The Guardian newspaper noted in 2003: “The largest Coca-Cola plant in India is being accused of putting thousands of farmers out of work by draining the water that feeds their wells, and poisoning the land with waste sludge that the company claims is fertiliser.” The Ecologist reported in 2009 that while: “not all such disputes are as simple as ‘corporate giant versus local community’. What they do have in common, according to Tom Palakudiyil of Water Aid, is that it is ultimately the poor who lose out. ‘What we have seen happening with Coca-Cola has been happening all over the country, largely between the well-to-do and the not-so-well-to-do. The richer side is able to acquire powerful pumps and extract more and more water with no limits. In the case of big corporations like Coca-Cola, or other big industries that have a lot of power over the local government, they are able to get their pipelines to bypass the villages altogether,’ said Palakudiyil.” Most recently (again reported in The Ecologist) is a case from the state of Uttar Pradesh, where, in line with popular protest, officials have moved to demolish an ‘illegal’ Coca Cola bottling plant from community-owned land.

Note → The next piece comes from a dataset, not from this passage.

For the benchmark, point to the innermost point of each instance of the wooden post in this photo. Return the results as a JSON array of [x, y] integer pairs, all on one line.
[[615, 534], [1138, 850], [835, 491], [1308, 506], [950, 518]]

In Chapter Fifteen of Volume One of Capital, Karl Marx states a conclusion apt for the present-day: “Capitalist production, therefore, develops technology, and the combining together of various processes into a social whole, only by sapping the original sources of all wealth – the soil and the labourer.”
Back to “Zariya”, a composition by AR Rahman and a production by the Coca Cola Company and MTV India. In Grundrisse, Karl Marx argues that the appropriation of human culture in the commodified form cannot simply be regarded as capitalism’s quest to exploit to the detriment of our social being and development, neither can it be celebrated as offering an unconditional sphere of freedom. Marx draws an analogy of capitalism as an autonomous “animated monster” (or leviathan) able to lead us, as workers, “by an alien will and an alien intelligence”. He recognises that individuals increasingly feel isolated from one another, and indifferent to their work, through the capitalist-driven fragmentation of the labour force. What Marx calls “the great civilizing influence of capital”, an explicit recognition of the radical potential within capitalism, is of most interest here. He recognises that individuals identify themselves ever more through the tunnels of cultural complexity penetrating within capitalism. It is by the use of a continually differentiating production/consumption process that individuals are open to a new kind of wealth, social wealth, with capital offering a cultural dynamism on both a politico-economic and an individual level. “[N]either bound to particular objects, nor to a particular manner of satisfaction”, individual consumption (whilst a reaction to production) is “not qualitatively restricted, only quantitatively”, thus it has the possibility of “fall[ing] outside the economic relation” . In other words, the relation of capital to labour exploits us socially, however it does not crudely determine the inner configuration of new use-values.
In sum, in its use-value “Zariya” is ours, and what is ours too is the struggle against social and environmental exploitation by global capital like the Coca Cola Company. Marxism 101.